Versículo 20: Comer los primogénitos ante el Señor
20. EN PRESENCIA DEL SEÑOR TU DIOS LOS COMERÁS. — «Los comerás», tú, es decir, oh sacerdote; pues aquí hay un cambio de persona: porque Moisés dirige su discurso de los oferentes a los sacerdotes, a quienes correspondía comer los primogénitos; pues estos pertenecían solo a ellos, como se evidencia claramente en Números XVIII, 17. Así lo dice Abulense.
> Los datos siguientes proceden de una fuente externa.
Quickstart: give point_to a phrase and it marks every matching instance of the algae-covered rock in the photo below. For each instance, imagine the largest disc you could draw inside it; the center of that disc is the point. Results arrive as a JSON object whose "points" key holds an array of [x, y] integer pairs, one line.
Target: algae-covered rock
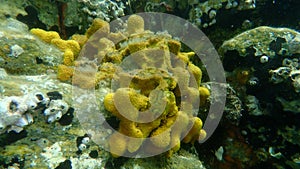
{"points": [[264, 41], [24, 54]]}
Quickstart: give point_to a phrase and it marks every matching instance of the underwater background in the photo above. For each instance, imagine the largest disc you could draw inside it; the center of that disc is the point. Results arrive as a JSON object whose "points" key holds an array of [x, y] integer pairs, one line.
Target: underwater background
{"points": [[45, 57]]}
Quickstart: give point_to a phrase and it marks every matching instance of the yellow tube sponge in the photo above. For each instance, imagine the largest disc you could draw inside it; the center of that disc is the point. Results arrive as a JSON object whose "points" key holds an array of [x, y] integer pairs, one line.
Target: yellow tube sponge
{"points": [[68, 58], [204, 95], [196, 71], [135, 24], [67, 44], [46, 36], [194, 132]]}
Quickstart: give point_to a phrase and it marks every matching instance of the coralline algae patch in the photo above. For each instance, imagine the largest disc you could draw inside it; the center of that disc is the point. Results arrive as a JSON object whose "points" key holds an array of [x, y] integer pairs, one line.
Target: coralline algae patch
{"points": [[24, 54], [151, 79]]}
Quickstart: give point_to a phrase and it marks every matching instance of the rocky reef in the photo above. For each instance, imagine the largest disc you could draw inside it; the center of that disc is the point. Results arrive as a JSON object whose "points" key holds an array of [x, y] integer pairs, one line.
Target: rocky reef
{"points": [[82, 87]]}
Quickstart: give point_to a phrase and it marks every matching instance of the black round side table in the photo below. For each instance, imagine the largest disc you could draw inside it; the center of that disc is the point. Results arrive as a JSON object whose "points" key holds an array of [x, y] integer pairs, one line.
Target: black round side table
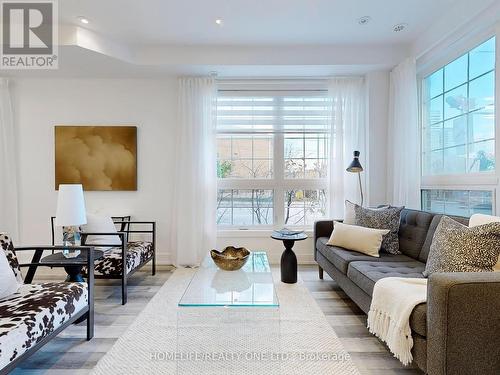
{"points": [[288, 258], [74, 271]]}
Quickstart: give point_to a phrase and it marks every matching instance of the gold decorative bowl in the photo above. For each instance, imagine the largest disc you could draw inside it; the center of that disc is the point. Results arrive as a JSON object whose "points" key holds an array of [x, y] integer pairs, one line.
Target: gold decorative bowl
{"points": [[231, 258]]}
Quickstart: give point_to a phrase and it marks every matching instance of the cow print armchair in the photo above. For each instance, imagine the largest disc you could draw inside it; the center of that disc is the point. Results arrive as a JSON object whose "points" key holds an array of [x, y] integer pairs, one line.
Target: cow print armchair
{"points": [[137, 253], [37, 312]]}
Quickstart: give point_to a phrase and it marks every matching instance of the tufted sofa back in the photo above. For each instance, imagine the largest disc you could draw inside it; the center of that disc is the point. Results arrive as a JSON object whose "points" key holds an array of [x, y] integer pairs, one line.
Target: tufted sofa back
{"points": [[8, 248]]}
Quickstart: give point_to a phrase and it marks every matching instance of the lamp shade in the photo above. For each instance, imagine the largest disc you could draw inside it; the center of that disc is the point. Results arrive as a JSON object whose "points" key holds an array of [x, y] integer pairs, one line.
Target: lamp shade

Además, Dios aquí les ordena que sean comidos en lugar santo, a saber, en el atrio del templo, porque había mandado que le fueran ofrecidos en el templo, con su sangre derramada y su grasa quemada, como se hacía con la ofrenda pacífica, como consta en Números XVIII, 17: «Porque están consagrados al Señor, dice, solo derramarás su sangre sobre el altar y quemarás su grasa como olor suavísimo al Señor.» Pero después de la inmolación de la ofrenda pacífica, su carne debía ser comida por los oferentes en el mismo lugar, a saber, en el atrio del templo; pues toda víctima, porque estaba consagrada a Dios, debía ser comida en lugar santo, como consta en Levítico VI, 16, y capítulo VII, versículo 6. Lo mismo significa esta ley y frase: «Comeréis ante el Señor», es decir, en el atrio del templo, a saber, de las ofrendas pacíficas y demás oblaciones. De ahí que se repite una y otra vez en Deuteronomio XII, 12 y 18, y XIV, 26, y capítulo XVI, versículos 11 y 14, y capítulo XXVII, 7. Donde dice: «Sacrificaréis ofrendas pacíficas, y comeréis allí y os regocijaréis ante el Señor vuestro Dios.» Por tanto, debido a la semejanza de los primogénitos con la ofrenda pacífica, Dios aquí manda de manera similar que los sacerdotes, a quienes pertenecían los primogénitos por derecho divino, los ofrecieran a Dios en el templo, y después de la ofrenda los comieran en el mismo lugar, de modo que esta comida fuera la consumación y complemento de la ofrenda, semejante al sacrificio pacífico. Dios, pues, ordena que ellos, como cosas santas, sean comidos por sacerdotes santos en lugar santo, especialmente porque los sacerdotes habitaban cerca del templo como sus perpetuos guardianes y ministros; pero los levitas estaban dispersos por todas las ciudades de Judea para enseñar al pueblo. De lo dicho queda claro que Cayetano no acierta al tomar «primogénito» impropiamente como primicias y carnes separadas para Dios en un banquete sagrado.
Versículos 21-22: Primogénitos con defecto
21 y 22. PERO SI TIENE UN DEFECTO, O ES COJO, etc., NO SERÁ SACRIFICADO, etc. SINO QUE DENTRO DE LAS PUERTAS DE TU CIUDAD LO COMERÁS. — Si un animal primogénito era cojo, ciego o mutilado, no podía ser sacrificado, sino que debía ser redimido pagando un precio a los sacerdotes; entonces podía ser comido por los laicos en cualquier lugar. Así lo dice Abulense.
El sentido místico
Para el sentido místico, véase Rábano, quien a lo largo de todo este pasaje, como a lo largo del resto de la Sagrada Escritura, es enteramente místico y moral. De ahí que de él está en gran parte compilada la Glosa Ordinaria.